According to his wife, Linda (with whom he had two children, Brandon and Shannon), Bruce Lee used to confess to her a premonition that he was tormented: that he was not going to live even half the years that his father, who died at 64, exactly twice the age of Lee on July 20, 1973. Lee’s family was convinced that they had been victims of a curse because Bruce was born after the death of his older brother (for reasons never clarified) and a Chinese superstition warns that when a male is born after the death of a male sibling must be given a female name. That’s why Bruce (born Lee Jun-fan) was called at home with the feminine Sai-Fon (“little phoenix”), despite being born in the year (1940) and at the time (between 7 and 9 o’clock) of the dragon. As an actor, Lee defied the curse by adopting the stage name Xiaoling (“little dragon”).

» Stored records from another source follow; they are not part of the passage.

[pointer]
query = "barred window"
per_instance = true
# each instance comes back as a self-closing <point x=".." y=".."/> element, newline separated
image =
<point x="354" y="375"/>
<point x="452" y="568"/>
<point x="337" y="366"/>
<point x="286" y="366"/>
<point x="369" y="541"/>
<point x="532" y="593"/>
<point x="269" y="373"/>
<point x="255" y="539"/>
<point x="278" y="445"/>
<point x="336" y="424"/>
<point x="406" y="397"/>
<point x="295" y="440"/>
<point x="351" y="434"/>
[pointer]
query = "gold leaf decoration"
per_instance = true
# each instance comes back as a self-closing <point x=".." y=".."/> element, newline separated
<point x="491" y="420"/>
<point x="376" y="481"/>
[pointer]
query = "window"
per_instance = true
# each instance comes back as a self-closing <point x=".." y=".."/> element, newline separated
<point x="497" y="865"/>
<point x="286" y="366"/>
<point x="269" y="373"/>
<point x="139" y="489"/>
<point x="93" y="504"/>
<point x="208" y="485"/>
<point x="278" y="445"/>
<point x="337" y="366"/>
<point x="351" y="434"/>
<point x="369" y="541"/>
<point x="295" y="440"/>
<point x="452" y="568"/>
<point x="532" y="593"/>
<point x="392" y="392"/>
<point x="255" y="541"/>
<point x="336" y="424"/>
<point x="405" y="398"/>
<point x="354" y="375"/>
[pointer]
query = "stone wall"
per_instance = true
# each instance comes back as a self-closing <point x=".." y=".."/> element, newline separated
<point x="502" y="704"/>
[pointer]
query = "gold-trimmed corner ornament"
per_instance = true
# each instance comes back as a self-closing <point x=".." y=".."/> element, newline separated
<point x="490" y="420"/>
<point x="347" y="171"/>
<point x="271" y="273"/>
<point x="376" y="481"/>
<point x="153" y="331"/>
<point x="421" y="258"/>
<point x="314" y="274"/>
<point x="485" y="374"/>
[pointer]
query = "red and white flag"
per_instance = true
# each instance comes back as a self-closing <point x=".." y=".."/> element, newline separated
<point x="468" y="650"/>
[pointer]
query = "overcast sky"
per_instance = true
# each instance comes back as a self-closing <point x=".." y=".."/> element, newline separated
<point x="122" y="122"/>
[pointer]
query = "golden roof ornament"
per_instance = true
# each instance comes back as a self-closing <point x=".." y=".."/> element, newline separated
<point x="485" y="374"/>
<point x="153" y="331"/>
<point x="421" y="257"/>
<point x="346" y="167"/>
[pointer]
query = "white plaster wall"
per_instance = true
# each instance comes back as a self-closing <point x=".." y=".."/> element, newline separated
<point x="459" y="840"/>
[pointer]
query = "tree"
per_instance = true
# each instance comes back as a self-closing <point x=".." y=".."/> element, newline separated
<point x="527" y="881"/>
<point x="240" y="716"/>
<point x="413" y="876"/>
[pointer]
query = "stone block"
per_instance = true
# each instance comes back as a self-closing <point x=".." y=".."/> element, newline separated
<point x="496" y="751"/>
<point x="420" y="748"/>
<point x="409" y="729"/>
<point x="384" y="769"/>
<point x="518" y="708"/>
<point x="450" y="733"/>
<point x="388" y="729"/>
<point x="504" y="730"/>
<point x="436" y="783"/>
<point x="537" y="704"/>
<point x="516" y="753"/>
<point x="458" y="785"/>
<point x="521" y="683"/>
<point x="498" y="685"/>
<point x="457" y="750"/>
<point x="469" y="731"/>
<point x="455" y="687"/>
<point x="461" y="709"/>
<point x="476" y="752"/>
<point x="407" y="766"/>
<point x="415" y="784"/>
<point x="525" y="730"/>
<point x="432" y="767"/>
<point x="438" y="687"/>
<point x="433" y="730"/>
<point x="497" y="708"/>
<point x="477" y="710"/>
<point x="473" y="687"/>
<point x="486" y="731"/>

This supernatural doom looked chillingly because, according to superstition, the curse persecutes male descendants. In 1993, the biopic Dragon: The Bruce Lee Story represented the actor’s fight against his ghosts in the form of a spirit that stalked him relentlessly. When in the final scene Bruce Lee (played by Jason Scott Lee, whose last name is an unrelated coincidence) stands up to the ghost, the creature surrenders without a fight because it prefers to go stalk his son Brandon. Two weeks before the premiere of Dragon: The Bruce Lee Story, Brandon Lee died while filming The Crow (1994).
Brandon Lee‘s Death
Brandon Lee (Wikipedia)
Brandon Lee died shooting the scene in which his character, Eric Draven, is murdered by a criminal gang: a bullet that must have been blank turned out to be authentic and pierced his abdomen. The doctor who signed the autopsy acknowledged years later that he endorsed the report without making any autopsy and the investigation concluded that, to save time, the producer of The Crow had chosen to use real bullets instead of buying fake ones. Brandon Lee’s murder was not well handled.
The macabre thing about the event is that in his last film, The Game of Death, Bruce Lee played a movie star threatened by the Chinese mafia, and in one scene a murderer was trying to kill him … exchanging a blank bullet for a real bullet in a full shooting. This disturbing chance has fueled all sorts of theories, but the latest coincidence is the only undeniable one: both Brandon Lee and his father died without being able to enjoy their greatest successes as professionals, The Crow and Enter the Dragon.